16 Nisan halk oylamasının sonucu; parlamenter sistemi, cumhuriyeti, aydınlanmanın değerlerini savunanlar için de, net bir başarıdır. 

Bu sonuç; gözle görülmeyen ama içten, içe işleyen vicdanın işidir.

Şu gerçeği hiç kimse göz ardı etmemelidir!

Bu ‘Gazi Topraklar’;

Vatanımıza, devletimize, bayrağımıza olan sadakatimizi; milletçe birbirimize olan bağlılığımızın mührünü taşır.  Bu devlet, Türk Ulusuna Gazi Mustafa Kemal Atatürk’ten mirastır.

Gün gelecek, halkın iradesine yine başvurulacaktır.

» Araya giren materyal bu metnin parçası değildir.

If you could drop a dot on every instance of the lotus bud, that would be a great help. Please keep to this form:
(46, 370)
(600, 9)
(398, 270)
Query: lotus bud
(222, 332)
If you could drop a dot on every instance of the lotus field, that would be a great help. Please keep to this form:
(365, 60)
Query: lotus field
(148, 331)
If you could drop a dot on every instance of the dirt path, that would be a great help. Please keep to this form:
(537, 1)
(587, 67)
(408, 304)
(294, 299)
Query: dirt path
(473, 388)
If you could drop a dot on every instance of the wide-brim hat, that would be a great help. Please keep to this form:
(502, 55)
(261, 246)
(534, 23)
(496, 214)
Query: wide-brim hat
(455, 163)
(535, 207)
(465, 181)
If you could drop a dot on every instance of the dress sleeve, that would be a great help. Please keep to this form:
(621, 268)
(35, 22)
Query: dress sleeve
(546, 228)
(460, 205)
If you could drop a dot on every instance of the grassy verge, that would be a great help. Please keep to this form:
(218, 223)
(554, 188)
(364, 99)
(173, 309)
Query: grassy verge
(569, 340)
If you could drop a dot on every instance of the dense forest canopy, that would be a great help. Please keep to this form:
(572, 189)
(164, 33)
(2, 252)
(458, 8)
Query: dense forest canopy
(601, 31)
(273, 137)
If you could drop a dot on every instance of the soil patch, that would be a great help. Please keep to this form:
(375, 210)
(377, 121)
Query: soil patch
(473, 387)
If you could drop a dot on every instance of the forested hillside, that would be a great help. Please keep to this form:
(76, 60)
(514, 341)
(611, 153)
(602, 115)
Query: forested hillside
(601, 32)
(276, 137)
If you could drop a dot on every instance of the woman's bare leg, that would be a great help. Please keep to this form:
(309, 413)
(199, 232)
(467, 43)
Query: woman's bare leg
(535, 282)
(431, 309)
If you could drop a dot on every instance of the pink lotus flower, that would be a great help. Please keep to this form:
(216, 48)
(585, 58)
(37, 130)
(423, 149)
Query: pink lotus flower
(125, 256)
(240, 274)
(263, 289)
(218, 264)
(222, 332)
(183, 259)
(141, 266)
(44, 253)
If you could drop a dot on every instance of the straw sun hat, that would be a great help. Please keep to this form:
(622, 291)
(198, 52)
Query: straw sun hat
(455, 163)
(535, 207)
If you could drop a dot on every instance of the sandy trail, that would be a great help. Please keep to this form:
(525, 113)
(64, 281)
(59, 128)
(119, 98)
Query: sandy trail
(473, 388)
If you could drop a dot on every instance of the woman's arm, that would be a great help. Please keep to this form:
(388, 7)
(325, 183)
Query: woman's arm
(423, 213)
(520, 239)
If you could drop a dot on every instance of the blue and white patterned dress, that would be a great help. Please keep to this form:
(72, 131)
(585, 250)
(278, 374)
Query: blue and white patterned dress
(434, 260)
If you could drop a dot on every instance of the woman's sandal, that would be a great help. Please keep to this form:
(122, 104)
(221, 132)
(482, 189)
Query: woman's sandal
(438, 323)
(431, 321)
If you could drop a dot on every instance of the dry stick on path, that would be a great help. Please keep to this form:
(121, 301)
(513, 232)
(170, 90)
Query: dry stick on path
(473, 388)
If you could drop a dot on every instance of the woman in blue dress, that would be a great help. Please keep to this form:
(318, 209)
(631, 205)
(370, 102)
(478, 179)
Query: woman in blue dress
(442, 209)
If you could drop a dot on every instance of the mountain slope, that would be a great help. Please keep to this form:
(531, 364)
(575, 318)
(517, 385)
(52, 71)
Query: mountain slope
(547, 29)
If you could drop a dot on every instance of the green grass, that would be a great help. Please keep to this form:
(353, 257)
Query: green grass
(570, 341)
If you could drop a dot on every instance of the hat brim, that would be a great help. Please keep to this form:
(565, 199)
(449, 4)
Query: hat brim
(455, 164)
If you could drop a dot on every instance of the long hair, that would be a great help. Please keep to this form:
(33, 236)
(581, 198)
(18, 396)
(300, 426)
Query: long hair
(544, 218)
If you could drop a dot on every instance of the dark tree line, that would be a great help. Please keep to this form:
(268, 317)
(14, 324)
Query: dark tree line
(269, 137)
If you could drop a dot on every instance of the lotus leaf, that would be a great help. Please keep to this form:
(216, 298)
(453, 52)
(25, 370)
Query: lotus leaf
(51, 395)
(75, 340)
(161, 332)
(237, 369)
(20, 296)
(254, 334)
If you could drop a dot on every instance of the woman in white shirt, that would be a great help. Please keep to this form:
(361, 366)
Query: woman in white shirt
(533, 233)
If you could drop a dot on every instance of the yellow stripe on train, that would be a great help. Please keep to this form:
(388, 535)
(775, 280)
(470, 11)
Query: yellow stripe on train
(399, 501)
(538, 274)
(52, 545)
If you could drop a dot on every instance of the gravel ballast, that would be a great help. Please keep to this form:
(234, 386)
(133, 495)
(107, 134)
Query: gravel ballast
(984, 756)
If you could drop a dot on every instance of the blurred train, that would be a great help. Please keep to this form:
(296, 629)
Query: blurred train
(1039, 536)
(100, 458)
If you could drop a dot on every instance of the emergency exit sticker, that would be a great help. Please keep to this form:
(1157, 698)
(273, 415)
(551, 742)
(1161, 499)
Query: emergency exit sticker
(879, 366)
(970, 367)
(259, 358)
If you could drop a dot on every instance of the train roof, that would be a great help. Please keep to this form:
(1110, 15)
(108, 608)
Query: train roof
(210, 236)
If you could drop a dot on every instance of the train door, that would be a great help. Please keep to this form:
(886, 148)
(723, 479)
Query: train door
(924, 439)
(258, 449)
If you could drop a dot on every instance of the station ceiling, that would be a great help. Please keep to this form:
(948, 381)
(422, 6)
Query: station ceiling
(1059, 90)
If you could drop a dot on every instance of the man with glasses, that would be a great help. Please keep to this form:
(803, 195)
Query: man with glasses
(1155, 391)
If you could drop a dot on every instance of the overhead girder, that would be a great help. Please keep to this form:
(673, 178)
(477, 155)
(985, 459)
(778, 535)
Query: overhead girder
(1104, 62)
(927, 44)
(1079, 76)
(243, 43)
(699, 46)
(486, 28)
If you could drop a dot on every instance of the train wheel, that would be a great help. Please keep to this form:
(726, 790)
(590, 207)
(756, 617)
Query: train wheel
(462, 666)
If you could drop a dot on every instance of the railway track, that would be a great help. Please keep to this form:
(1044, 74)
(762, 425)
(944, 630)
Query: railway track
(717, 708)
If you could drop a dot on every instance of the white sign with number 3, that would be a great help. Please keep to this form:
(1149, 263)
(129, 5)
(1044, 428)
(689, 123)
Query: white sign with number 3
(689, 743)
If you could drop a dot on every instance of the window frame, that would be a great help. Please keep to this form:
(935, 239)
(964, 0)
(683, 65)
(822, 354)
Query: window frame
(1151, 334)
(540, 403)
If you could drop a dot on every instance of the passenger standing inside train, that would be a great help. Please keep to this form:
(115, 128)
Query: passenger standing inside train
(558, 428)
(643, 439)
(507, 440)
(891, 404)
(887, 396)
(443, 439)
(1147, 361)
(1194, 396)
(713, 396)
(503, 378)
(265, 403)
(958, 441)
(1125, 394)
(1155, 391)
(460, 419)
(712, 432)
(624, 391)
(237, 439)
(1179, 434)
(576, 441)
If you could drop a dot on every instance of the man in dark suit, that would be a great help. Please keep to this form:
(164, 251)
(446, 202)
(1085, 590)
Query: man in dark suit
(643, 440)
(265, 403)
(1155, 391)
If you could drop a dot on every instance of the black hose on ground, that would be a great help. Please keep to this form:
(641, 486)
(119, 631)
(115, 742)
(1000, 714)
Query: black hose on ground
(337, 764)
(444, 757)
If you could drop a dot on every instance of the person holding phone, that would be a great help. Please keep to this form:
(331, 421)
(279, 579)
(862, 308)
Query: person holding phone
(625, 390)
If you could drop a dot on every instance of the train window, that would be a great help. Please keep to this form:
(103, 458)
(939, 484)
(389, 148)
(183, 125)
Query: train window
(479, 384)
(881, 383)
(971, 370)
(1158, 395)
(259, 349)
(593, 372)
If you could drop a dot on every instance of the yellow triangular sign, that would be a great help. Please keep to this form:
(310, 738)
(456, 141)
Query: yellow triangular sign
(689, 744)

Kader; bu topraklarda yaşayan özgür karakterli insanlara her defasında önemli görevler yüklemiştir. Bu gerçek, milli mücadele öncesinde de böyleydi, bundan sonra da böyle olacaktır.

23 Nisan Ulusal Egemenlik ve Çocuk Bayramımızın coşkuyla kutlandığı bugün; devletimizin kurucusu Büyük Önder Gazi Mustafa Kemal Atatürk ve yol arkadaşlarını, tüm şehitlerimizi rahmetle, minnetle, hasretle anıyor; aziz hatıraları önünde saygıyla, sevgiyle eğiliyorum. Vatan onlara minnettardır. 

Türk çocukları Atamızın en büyük eserim dediği; Türkiye Cumhuriyeti’ne sahip çıkacak, onu asla unutmayacaktır.